Integration by parts is a technique derived from the product rule for differentiation. It's handy when you need to integrate a product of two functions. In our problem, the function is the product of two simpler functions: a polynomial and an exponential function. The rule itself is:\[ \int u \, dv = uv - \int v \, du \]Here's how it works. You choose which part of the function becomes \(u\) and which becomes \(dv\). In this exercise, we let \(u = t\) because differentiating \(t\) makes it simpler \(du = dt\), and \(dv = e^{-t} \, dt\) because its integral, \(v = -e^{-t}\), is straightforward. Once identified, apply the formula: calculate \(uv\) and replace the second integral with \(v \, du\). This transforms a complex integral into simpler ones that are more manageable.

An exponential function is one where a constant base is raised to a variable exponent. The most common base is Euler's number, denoted as \(e\), an irrational number approximately equal to 2.718. This_function_makes exponential changes that occur naturally in processes like radioactive decay or population growth. In this exercise, we encounter \(e^{-t}\), which exemplifies a decay function.

• The exponential part, \(e^{-t}\), decreases as \(t\) rises, which affects how the function behaves over the interval.
• When integrating exponential functions, they often retain their form, making them easier to work with compared to other types.

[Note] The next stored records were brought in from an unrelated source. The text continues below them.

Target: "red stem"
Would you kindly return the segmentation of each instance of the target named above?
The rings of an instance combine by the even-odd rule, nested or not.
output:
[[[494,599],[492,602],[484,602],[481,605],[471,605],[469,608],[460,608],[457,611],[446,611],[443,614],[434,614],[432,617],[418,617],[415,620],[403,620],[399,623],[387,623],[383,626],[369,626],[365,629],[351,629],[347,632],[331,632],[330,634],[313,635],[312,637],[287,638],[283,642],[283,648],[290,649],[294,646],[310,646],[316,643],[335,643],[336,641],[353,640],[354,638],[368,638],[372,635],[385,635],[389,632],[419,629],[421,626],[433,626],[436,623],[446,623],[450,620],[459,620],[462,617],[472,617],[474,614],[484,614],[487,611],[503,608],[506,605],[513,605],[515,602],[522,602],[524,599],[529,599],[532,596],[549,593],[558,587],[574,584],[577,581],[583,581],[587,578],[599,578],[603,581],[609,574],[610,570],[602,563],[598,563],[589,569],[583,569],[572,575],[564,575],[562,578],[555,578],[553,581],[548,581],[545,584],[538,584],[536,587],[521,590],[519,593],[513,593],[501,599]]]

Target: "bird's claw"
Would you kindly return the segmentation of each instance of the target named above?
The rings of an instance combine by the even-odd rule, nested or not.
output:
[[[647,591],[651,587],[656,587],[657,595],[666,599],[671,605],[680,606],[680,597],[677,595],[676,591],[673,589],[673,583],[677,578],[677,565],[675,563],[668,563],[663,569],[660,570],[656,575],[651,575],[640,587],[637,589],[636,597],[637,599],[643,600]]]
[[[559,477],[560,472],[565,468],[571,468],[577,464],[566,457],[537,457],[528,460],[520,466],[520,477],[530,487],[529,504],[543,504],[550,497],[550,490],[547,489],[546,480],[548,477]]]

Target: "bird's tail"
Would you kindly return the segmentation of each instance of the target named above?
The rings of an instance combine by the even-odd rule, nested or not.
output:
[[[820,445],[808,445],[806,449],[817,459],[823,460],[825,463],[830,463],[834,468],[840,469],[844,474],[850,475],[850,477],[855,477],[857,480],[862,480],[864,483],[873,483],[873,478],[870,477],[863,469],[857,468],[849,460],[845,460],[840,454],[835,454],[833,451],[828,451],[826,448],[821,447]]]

In definite integration, understanding the exponential’s effect on functions, particularly in terms of shrinkage as \(t\) increases, helps when calculating areas under curves.

Finding the area under a curve involves integrating a function over a specific interval. This gives us a single value representing the total area, captured between the curve and the x-axis.

• The process begins by setting up a definite integral with limits, from the lower limit to the upper limit—in this case, from \(t = 0\) to \(t = 2\).
• The function \(y = t e^{-t}\) gives us a curve, and by taking the integral, we determine the space it occupies on a graph over that interval.

In this question, integration by parts was used to handle the product \(t e^{-t}\), enabling an accurate calculation of the area from \(t=0\) to \(t=2\). The final result, \( 1 - \frac{3}{e^2} \), reveals how exponential decay limits the area as \(t\) grows.